In a recent interview with ConsenSys’ management team, Baldet confirmed:
Companies are hoovering up data at an increasing pace. Many of them have decided that in order to run machine learning programs, more data is always better, but these data lakes create a lot of technical risk for them. And now that technical risk is creating legal, regulatory and monetary risk as well.
It’s also becoming [more challenging] for smaller companies to compete with larger companies within their industry vertical. Increasingly, juggernauts like Google are amassing so much industry specific data that they can credibly compete with the best-in-class in every industry. Companies are realizing that they’re going to need to collaborate in order to derive the business insights that help them compete.
According to Baldet, “federation and decentralization applied to data science” is not necessarily related to governance issues or tokenizing assets on blockchains.

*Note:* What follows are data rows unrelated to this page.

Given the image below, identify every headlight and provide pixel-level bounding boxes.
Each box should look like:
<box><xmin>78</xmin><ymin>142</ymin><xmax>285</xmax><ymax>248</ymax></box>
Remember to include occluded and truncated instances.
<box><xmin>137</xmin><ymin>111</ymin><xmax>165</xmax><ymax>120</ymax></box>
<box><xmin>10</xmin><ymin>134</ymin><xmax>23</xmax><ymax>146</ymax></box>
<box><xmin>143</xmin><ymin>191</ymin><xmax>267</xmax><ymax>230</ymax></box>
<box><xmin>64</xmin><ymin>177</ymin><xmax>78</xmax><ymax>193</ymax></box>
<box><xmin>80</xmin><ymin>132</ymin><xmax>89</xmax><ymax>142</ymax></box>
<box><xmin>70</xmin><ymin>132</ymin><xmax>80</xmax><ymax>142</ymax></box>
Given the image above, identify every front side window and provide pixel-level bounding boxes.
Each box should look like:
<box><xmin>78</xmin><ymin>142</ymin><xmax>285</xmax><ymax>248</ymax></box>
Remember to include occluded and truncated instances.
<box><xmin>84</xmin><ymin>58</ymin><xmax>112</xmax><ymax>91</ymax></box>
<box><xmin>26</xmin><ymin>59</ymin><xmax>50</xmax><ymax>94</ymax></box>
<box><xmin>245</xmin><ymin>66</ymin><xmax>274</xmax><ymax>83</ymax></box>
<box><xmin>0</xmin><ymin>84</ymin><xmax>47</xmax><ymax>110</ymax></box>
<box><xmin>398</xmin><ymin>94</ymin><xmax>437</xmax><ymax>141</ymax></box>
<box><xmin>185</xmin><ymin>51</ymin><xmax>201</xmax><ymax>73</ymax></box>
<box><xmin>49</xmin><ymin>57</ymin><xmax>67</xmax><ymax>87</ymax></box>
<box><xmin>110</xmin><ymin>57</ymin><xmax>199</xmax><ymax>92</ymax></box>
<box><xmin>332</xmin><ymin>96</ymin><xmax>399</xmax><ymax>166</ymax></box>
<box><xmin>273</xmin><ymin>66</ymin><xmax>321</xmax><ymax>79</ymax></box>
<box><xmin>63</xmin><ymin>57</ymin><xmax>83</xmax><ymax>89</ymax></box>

She also recommended not placing all user data on DLT networks as the data structure’s main purpose is to allow users to implement algorithms that can “cross trust boundaries.”
In response to a question about her views regarding surveillance capitalism, Baldet clarified:
Lots of people that seem really focused on “privacy tech” these days need to understand the difference between what is private (free from intrusion) and what is confidential (authorized access, with expectation of consensual use). I am okay with vendors having the data that is created as I use their service, but I’m not necessarily okay with them selling it to a hedge fund or ad-tech company.
She also revealed that her current efforts in the blockchain space involve building a “developer suite that makes it easier” to create Ethereum-based applications. Her team’s proprietary technology reportedly allows users to build solutions for public networks or for large-scale consortium projects.
Moreover, the new developer suite is based on a platform that “connects tools people [already] know [how to use] … with some brand new things.” She also noted that her team will be “releasing some dev-ops pieces imminently, and tooling incrementally on top.” She further stated:
Ethereum is still so new that delivering high-level abstractions requires a lot of inventing the universe first.